Earlier this week, former Detroit Lions running-back Jahvid Best filed a lawsuit against the NFL and the sporting equipment company Riddell due to concussions he suffered throughout his career — concussions Best said led to the early end of his career. A study published in the Journal of Neurosurgery found that a new type of football helmet designed by Riddell could significantly decrease a player’s concussion risk.

"This is the first study to control for the number of times players hit their heads when comparing helmet types," lead researcher and assistant professor in the Virginia Tech, Wake Forest School of Biomedical Engineering and Sciences, Steve Rowson, said in a statement. "No previous study has been able to account for this variable. Controlling for head impacts allows you to compare apples to apples. For example, you're not comparing a player in one helmet who rarely gets hit to a player in another helmet type who frequently gets hit."

Rowson and his colleagues recruited 1,833 players from eight NCAA division I football teams including: Virginia Tech, University of North Carolina, University of Oklahoma, Dartmouth College, Brown University, University of Minnesota, Indiana University, and University of Illinois, between the 2005 and 2010 seasons. Each player was asked to either wear a Riddell VSR4 or Riddell Revolution helmet fitted with sensors designed to measure the biomechanics of head impacts.

Sensors fitted into each helmet’s design calculated head acceleration following a hit the player would sustain during a game. The helmet that lowers head acceleration after an impact is also the helmet that lowers the player’s risk of a concussion. After analyzing more than 1,800 players over the course of six seasons, the research team found that the Riddell Revolution helmet caused incidences of lower head acceleration compared to the VSR4. The Revolution’s ability to control energy transfer following a blow to the head is also what allows it to lower head acceleration. Wearing this helmet reduced the player’s risk of suffering a concussion by 54 percent.

"While some helmets will reduce risk more than others, no helmet can eliminate risk," explained Stefan Duma, head of the Virginia Tech, Wake Forest School of Biomedical Engineering and Sciences. "The most effective strategies are altering league rules and teaching players better techniques. These strategies focus on reducing the number of head impacts that players experience. However, head impacts in football will always occur, even with the best rules and technique. This is where improving helmet design to best reduce concussion risk becomes critical. Our data clearly demonstrate that this is possible.”

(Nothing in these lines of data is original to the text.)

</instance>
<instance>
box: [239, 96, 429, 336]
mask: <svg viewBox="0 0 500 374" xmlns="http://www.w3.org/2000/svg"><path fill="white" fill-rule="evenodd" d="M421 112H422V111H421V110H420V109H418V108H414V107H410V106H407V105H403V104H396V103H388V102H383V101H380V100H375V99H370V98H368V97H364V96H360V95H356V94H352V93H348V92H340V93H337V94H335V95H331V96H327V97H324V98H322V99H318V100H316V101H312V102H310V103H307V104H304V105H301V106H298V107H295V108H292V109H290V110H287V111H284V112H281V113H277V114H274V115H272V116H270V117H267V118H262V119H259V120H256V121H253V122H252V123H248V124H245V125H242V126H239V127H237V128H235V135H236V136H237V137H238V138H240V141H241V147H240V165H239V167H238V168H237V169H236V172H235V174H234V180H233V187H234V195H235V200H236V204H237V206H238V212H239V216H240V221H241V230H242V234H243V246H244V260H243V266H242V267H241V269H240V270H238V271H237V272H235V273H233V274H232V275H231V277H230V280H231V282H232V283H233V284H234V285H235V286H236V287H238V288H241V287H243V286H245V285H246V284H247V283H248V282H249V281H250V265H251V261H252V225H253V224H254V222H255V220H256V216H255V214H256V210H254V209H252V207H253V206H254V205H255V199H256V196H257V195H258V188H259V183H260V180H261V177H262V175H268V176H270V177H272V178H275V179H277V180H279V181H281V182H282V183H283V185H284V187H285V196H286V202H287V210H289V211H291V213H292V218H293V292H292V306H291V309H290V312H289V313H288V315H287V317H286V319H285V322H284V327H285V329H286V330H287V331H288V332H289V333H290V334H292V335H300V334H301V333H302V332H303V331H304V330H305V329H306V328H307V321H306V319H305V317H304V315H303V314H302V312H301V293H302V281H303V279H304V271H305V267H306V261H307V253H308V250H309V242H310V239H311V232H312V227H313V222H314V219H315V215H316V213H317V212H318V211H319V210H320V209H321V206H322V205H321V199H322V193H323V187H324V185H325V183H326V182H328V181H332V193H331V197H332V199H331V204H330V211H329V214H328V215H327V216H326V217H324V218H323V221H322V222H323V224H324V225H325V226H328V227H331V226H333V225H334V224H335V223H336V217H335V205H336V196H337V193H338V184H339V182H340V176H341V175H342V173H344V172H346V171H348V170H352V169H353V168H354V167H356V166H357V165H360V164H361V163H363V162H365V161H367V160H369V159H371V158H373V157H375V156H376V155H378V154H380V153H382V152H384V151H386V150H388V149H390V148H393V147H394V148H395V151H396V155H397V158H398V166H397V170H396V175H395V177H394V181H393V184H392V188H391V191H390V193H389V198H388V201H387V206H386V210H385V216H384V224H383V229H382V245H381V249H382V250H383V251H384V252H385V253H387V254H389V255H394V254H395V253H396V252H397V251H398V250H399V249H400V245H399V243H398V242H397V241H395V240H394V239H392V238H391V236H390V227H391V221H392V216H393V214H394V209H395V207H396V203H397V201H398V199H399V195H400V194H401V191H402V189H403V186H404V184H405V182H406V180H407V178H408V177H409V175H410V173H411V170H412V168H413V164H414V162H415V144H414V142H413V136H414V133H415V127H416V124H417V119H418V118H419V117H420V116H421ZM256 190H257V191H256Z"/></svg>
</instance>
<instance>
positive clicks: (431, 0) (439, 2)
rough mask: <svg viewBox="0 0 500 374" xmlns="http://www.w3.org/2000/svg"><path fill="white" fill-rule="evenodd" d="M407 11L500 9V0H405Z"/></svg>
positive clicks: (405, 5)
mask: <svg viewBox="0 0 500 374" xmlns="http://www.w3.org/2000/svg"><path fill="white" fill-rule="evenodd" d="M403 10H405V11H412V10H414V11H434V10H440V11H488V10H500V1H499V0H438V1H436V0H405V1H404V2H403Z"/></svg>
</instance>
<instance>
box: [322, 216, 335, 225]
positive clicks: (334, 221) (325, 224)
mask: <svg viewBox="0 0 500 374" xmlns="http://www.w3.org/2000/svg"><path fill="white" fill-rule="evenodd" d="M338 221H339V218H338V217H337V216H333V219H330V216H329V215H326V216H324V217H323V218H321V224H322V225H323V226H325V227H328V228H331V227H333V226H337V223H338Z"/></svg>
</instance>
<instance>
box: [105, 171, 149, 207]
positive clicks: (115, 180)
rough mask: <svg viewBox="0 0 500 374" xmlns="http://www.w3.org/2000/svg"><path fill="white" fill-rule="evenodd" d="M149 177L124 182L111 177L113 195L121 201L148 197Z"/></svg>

Although this most recent study shows promising steps in the field of sports concussions, Rowson and Duma warned that no helmet will ever be able to prevent a concussion with 100 percent accuracy. According to the American Academy of Pediatrics , concussions sustained by high school athletes result in 144,000 trips to the emergency room each year. Approximately nine percent of all high school athletic injuries are attributed to concussions.